Thursday, June 2, 2011

Come on... through the Wardrobe!

So my blog has been slightly neglected of late, I've been out of the country, out of the world in fact! We're currently immersed in what seemed like a great idea a couple of years ago - a stage production of the Lion the Witch and the Wardrobe.

Clive Staples Lewis' classic childrens book has thrilled and fascinated generations of children since 1950 when it was first published. It tells the story of the discovery of the fantastic world of Narnia by four evacuee children in 1940.

For us it is a huge project. We are a small school of 100 children, about 60 of which are in the cast, and we've taken the town hall where we live for two nights, printing 700 tickets for each.

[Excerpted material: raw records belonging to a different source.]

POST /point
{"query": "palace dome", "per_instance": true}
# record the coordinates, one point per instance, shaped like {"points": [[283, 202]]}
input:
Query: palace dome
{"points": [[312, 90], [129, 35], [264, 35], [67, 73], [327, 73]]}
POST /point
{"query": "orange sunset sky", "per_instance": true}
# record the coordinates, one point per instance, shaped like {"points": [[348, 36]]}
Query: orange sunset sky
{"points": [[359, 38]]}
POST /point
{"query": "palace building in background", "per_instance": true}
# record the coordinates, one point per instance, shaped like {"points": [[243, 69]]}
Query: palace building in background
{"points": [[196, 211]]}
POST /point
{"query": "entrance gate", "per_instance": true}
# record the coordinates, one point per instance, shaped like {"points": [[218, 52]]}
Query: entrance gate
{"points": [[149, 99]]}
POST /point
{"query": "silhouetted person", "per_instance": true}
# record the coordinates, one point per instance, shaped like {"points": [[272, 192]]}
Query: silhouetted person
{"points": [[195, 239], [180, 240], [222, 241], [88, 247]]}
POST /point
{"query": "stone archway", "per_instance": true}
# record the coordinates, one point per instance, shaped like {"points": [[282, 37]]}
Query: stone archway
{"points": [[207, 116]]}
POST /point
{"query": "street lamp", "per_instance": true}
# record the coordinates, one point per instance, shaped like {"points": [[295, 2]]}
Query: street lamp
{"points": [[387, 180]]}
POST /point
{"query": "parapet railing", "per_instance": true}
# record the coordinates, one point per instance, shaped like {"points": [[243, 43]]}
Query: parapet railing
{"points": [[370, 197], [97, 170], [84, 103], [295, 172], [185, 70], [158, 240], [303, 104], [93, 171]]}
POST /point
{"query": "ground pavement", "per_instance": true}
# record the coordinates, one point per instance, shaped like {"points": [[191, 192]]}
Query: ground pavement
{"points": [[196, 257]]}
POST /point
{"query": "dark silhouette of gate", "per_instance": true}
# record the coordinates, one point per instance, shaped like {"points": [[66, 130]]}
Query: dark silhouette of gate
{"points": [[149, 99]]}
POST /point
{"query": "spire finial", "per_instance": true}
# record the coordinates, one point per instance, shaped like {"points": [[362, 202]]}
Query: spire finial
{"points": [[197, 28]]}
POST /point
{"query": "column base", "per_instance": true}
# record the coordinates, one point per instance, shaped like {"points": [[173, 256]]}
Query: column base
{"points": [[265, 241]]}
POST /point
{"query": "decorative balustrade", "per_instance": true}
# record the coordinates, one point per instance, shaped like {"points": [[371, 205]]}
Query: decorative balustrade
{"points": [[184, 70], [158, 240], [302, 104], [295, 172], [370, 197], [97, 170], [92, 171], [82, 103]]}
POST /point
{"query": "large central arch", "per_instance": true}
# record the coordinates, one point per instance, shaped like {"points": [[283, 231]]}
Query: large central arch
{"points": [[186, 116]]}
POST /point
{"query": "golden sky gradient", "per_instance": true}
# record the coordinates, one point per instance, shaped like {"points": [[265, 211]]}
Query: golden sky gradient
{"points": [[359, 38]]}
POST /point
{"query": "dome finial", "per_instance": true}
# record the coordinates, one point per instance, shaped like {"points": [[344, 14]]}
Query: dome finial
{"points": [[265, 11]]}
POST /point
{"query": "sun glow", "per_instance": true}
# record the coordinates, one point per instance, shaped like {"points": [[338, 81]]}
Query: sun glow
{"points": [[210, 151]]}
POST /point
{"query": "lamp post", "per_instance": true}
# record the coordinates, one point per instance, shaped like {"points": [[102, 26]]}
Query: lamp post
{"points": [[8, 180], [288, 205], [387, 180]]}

The production kicks off next Thursday and Friday with dress rehearsals on Monday and Wednesday night.

So my head at the moment is full of fawns, dryads, dwarfs and talking lions, not so much different there then!

In the midst of all that we have two delegations of visitors to the school today and tomorrow, one from Greece and Turkey and one from the north of England. They're coming to see our 1:1 iPad deployment.

It strikes me that, like the many from all over the globe who have dropped in on us this crazy year, they're really coming through the wardrobe.

It looks like any other ordinary wardrobe door but the world we've found beyond is unlike anything we imagined. In this world, information is available in seconds to every child. Individual children can create amazing content on their own device, share and connect with staff and their world, and learn in glorious technicolour through thousands of apps for everything from learning letter formation to advanced science concepts.

It's a world from the slightly dreary, tired place the other side. A place so different from the one we imagined and still changing every day, as new software updates and fresh apps make iOS more and more of a serious platform for creative teaching and learning.

The only difference I suppose is that this is the real world.

1 comment:

  1. Great reflection, Andrew. What a journey you all have been on!